Surely that was all even these glasses could stand, but no. Turning to a little-used drawer under the backbar, Rollo came up with five Oriental pastel parasols and plopped one onto each drink, as though some poor shipwrecked son of a bitch were marooned on each of them.
And now they actually were done. Since apparently total concentration was not necessary while loading glasses onto a tray not even glasses like these while Rollo did that operation he said, "You already got the beer and salt back there."
"Good."
Tray full, Rollo reached under the bar and came up with a bottle of sluggish brown liquid behind a label reading,
Amsterdam Liquor Store Bourbon
"Our Own Brand"
Placing this bottle on the bar before Dortmunder, he said, "The other bourbon and ice? He coming?"
"Yeah."
"I'll get you two glasses," Rollo said, and while he did, Dortmunder told him, "Also the rye and water, the one that tinkles his ice cubes all the time."
"Haven't seen him for a while." Rollo knew everybody not by their name but by their drink, which struck him as the professional way to go about things.
"He's the one called this meeting," Dortmunder said. "Let's hope it's good news."
"I'll drink to that," Rollo said, though he didn't. Instead, he carried the tray of weirdness toward the five tourist ladies, who filmed his approach.
Picking up the bottle and the two glasses with their own discrete burdens of ice cubes, Dortmunder made his way around the regulars, who were still gnawing the same bone, the third regular now saying, "What if you can't play cards in Heaven? What if you can't dance?"
"Big deal," the second regular said. "I can't dance on Earth."
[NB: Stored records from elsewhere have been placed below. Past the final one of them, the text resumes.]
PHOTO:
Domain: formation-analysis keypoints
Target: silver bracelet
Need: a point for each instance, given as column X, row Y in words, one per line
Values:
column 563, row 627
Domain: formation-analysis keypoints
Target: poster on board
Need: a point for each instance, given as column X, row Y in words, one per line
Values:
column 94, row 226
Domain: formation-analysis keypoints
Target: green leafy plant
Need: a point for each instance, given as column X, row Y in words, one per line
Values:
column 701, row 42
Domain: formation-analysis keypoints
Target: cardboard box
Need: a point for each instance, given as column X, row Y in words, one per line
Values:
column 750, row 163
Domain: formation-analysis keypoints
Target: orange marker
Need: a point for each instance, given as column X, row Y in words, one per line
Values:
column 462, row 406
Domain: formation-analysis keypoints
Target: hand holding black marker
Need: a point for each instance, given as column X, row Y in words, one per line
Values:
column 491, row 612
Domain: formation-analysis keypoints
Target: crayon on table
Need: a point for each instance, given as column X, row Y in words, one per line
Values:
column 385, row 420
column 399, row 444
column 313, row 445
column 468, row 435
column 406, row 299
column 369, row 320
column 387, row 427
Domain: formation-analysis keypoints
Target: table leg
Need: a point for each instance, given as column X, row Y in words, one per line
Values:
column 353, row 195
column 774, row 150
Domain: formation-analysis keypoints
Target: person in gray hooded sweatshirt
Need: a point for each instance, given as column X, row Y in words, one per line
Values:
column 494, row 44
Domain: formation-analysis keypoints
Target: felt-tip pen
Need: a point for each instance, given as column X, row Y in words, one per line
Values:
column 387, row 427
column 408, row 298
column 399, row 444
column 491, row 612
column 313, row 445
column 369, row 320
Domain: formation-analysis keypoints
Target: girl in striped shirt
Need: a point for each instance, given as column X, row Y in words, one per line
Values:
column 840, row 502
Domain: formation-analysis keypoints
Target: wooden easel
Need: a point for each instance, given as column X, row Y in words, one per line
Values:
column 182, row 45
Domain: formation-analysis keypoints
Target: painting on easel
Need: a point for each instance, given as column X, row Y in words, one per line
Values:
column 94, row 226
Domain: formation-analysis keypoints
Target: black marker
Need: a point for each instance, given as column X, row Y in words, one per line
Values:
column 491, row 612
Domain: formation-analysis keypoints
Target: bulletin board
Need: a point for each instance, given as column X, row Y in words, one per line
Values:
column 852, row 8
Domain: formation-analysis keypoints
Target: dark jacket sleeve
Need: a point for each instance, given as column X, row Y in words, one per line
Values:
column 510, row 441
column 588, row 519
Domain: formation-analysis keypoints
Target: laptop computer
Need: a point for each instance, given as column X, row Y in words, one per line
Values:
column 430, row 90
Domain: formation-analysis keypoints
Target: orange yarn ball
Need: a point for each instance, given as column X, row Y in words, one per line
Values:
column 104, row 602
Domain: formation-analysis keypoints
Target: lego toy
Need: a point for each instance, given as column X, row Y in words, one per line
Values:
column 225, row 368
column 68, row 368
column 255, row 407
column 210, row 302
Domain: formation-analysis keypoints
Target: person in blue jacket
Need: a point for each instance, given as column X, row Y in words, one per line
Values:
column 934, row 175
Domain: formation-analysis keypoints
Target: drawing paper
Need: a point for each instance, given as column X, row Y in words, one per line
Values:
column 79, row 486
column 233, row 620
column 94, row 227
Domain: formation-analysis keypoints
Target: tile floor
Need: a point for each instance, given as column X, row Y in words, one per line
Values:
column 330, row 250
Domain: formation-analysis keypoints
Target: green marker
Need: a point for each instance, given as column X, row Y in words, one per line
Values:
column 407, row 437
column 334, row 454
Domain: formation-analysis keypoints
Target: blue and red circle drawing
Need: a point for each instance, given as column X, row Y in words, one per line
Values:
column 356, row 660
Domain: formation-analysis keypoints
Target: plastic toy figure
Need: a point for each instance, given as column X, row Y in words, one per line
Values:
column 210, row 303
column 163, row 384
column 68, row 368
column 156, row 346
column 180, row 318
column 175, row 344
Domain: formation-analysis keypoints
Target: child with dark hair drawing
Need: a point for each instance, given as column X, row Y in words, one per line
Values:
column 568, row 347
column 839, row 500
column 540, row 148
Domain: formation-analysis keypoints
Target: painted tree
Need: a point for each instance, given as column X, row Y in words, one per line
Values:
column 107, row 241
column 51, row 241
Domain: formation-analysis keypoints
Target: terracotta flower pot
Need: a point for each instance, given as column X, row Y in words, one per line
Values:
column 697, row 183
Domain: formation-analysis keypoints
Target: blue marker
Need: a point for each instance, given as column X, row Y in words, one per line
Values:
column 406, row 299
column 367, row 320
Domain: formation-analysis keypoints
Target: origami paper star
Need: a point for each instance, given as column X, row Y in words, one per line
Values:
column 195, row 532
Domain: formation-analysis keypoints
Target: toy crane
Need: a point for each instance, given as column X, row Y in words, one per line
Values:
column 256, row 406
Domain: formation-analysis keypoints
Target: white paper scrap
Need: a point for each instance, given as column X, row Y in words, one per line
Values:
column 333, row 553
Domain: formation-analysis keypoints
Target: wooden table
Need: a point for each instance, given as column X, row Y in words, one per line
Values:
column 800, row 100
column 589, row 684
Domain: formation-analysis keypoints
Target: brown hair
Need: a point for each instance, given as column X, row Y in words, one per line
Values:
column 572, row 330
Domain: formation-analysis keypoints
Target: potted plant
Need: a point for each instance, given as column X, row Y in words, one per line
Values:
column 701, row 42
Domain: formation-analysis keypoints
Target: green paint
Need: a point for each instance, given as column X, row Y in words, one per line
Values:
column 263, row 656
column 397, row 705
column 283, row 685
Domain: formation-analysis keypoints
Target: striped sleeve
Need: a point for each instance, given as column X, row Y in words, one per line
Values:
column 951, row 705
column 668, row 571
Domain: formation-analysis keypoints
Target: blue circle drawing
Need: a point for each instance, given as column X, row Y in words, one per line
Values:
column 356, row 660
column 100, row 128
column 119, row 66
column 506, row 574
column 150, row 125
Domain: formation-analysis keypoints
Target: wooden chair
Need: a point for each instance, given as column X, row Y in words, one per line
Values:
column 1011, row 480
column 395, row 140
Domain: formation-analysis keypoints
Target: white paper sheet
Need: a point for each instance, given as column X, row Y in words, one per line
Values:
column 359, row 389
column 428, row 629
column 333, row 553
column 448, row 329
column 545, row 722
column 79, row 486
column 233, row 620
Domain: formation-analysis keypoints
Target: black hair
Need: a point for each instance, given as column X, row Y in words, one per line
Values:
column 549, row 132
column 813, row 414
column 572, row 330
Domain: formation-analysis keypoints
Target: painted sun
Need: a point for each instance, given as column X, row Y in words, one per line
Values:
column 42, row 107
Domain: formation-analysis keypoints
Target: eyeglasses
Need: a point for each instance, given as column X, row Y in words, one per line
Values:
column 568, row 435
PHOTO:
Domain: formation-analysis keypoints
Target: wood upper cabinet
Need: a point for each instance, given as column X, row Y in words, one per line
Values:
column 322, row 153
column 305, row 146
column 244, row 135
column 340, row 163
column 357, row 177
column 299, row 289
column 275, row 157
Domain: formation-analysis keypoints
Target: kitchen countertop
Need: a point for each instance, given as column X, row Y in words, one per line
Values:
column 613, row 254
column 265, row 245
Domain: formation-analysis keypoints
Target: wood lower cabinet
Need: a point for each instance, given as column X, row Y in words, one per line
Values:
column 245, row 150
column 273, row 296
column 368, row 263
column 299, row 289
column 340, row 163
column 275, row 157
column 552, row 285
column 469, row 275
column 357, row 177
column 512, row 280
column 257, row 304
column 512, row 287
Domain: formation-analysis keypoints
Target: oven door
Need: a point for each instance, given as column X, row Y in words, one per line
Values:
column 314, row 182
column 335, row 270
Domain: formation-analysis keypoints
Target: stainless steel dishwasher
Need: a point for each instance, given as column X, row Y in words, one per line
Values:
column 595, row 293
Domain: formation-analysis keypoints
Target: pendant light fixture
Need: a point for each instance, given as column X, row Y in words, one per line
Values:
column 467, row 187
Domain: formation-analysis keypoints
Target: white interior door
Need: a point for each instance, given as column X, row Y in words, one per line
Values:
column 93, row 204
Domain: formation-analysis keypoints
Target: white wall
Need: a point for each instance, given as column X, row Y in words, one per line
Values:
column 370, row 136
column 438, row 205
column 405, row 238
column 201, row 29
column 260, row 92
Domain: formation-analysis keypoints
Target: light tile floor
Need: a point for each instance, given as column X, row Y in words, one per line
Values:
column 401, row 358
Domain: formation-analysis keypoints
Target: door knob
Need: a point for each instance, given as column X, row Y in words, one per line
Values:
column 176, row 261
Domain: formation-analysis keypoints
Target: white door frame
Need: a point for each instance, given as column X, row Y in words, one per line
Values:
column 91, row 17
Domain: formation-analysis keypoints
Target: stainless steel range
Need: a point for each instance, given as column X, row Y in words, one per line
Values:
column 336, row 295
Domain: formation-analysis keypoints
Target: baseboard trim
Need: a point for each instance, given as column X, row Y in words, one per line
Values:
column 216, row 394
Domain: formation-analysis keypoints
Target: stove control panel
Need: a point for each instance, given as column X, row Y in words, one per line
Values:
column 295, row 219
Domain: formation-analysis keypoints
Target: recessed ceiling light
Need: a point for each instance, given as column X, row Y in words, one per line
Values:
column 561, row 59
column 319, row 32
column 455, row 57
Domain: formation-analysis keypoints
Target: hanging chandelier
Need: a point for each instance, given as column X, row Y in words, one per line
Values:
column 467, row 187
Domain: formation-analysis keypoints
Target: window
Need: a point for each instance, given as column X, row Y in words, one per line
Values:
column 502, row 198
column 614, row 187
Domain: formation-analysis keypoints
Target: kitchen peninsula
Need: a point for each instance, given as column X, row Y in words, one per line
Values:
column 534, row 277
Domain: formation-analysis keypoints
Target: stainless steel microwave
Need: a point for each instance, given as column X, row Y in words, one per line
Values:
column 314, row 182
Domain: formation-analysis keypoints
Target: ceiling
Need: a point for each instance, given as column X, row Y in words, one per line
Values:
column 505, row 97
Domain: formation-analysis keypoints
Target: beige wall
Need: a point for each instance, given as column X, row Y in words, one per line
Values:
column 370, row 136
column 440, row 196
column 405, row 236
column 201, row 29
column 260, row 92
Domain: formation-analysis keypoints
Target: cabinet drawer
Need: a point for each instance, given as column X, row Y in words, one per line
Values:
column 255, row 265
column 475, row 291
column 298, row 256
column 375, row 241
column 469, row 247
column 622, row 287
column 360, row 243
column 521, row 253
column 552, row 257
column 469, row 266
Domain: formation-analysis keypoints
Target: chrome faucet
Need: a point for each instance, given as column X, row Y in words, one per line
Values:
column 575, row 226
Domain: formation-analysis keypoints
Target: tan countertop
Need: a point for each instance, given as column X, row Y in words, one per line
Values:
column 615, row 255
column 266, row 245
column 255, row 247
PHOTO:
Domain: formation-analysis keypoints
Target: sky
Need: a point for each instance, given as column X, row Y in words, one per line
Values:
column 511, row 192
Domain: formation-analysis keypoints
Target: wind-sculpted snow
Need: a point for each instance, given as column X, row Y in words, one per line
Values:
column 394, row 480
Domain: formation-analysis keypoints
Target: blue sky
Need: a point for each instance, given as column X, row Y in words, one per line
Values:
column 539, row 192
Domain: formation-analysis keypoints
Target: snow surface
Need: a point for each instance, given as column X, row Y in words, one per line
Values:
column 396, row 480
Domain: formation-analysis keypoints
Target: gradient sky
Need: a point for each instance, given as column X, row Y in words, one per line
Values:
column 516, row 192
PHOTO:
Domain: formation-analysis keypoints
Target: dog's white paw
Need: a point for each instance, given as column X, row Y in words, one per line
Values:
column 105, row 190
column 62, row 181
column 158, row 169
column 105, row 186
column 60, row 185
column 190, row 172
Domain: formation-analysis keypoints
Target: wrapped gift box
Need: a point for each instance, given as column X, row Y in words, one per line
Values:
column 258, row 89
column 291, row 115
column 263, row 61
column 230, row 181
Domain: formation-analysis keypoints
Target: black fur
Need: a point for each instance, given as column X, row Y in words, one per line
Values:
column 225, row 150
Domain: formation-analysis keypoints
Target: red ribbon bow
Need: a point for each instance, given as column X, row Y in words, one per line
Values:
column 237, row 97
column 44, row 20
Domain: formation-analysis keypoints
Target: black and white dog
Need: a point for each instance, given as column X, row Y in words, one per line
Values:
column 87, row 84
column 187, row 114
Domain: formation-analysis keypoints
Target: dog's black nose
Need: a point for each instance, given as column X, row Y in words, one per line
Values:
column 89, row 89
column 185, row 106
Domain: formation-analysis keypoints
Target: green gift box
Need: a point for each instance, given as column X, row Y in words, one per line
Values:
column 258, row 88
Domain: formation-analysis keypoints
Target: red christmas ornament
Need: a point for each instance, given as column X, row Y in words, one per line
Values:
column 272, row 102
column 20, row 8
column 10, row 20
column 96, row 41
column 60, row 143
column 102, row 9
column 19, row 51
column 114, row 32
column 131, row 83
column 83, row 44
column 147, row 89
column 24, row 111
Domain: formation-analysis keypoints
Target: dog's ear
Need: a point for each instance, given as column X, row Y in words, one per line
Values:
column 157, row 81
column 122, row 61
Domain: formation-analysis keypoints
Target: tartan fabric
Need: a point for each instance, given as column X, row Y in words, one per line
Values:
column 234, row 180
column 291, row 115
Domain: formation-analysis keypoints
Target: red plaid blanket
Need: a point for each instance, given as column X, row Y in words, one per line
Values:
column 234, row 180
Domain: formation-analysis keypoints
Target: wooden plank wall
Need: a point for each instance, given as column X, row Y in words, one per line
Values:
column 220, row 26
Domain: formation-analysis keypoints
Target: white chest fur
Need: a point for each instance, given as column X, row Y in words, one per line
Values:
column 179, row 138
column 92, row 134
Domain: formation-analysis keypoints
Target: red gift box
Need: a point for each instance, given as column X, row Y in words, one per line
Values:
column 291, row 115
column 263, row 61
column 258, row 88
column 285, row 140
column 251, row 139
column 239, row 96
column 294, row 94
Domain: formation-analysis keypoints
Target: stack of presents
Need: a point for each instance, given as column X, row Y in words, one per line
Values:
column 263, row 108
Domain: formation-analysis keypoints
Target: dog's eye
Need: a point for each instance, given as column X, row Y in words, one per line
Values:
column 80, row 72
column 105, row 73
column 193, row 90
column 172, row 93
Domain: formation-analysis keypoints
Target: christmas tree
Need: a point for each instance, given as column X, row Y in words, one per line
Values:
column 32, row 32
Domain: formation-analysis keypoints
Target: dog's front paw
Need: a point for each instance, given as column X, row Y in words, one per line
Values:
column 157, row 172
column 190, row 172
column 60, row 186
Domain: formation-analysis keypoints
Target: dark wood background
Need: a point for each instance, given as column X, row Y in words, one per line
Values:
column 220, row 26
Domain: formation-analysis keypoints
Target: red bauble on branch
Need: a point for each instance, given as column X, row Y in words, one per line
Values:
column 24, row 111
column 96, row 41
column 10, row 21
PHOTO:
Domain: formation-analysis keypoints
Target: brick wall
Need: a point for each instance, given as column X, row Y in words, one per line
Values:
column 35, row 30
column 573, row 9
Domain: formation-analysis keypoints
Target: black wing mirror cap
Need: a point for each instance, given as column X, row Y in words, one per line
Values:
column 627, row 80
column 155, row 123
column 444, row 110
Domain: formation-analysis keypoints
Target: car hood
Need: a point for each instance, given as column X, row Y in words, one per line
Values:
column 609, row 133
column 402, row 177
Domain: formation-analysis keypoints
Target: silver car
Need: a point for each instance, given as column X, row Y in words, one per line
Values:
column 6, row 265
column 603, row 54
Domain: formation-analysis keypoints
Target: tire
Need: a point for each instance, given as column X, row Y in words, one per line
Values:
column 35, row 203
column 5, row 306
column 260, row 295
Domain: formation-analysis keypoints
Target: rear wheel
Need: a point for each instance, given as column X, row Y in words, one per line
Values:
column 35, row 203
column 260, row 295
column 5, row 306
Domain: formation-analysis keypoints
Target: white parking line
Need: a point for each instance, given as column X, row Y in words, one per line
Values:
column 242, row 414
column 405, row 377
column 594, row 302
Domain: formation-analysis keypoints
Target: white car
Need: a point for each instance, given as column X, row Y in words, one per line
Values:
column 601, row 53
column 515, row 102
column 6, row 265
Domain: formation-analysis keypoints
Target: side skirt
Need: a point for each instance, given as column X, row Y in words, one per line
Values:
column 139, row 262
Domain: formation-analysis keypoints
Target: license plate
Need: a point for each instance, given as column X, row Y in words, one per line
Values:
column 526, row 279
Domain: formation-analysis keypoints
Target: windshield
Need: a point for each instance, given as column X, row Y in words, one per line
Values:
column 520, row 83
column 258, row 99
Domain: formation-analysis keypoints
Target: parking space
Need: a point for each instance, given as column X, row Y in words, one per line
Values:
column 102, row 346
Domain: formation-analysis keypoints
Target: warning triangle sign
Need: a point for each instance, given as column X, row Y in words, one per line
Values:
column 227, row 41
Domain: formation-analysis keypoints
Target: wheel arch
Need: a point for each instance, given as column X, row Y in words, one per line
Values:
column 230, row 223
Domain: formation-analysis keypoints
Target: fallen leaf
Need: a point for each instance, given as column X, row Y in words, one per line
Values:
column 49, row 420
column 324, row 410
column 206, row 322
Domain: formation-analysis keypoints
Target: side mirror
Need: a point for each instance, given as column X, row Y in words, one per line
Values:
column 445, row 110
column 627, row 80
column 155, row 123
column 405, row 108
Leaving the theologians, Dortmunder made his way down the hall, past the doors defined by neat dog silhouettes labeled pointers and setters and past the phone booth that was now a helplessly gaping unofficial portal to cyberspace, and into a small square room with a concrete floor. The walls were fronted, floor to ceiling, by beer and liquor cases, leaving just room for a battered old round table with a stained green felt top and half a dozen armless wooden chairs, at one of which the one most completely facing the door sat a carroty-headed guy with a glass of beer in front of his right hand, a salt shaker in front of where his left hand should be, and his left hand actually holding a cell phone to his ear. "Here's John now," he said into it. "I'll tell him."
"Hello, Stan," Dortmunder said, and sat to his left, so he, too, could have an unobstructed view of the door.
Hanging up and secreting his cell on his person, Stan said, "I think the Williamsburg is gonna be all right."
"That's good," Dortmunder said. Stan Murch was a driver, and as a result he gave more than the usual consideration to the routes he chose.
"For many years," Stan said, "the Williamsburg Bridge was where you went if you wanted to sleep in your car. Only now the construction's done, turns out, that humongous expressway Robert Moses wanted to put across Manhattan from the Williamsburg to the Holland Tunnel, slice the island in half like the Great Wall of China, only he didn't get it, that's fine, turns out it didn't have to happen anyway. Canal Street's a great run across, the West Side Highway's a snap coming up, I'm here so early this is my second saltshaker." Being a driver, Stan liked to pace his alcohol intake, but he hated it when his beer went flat; hence the salt. Every once in a while, a judicious spray, the head comes right back.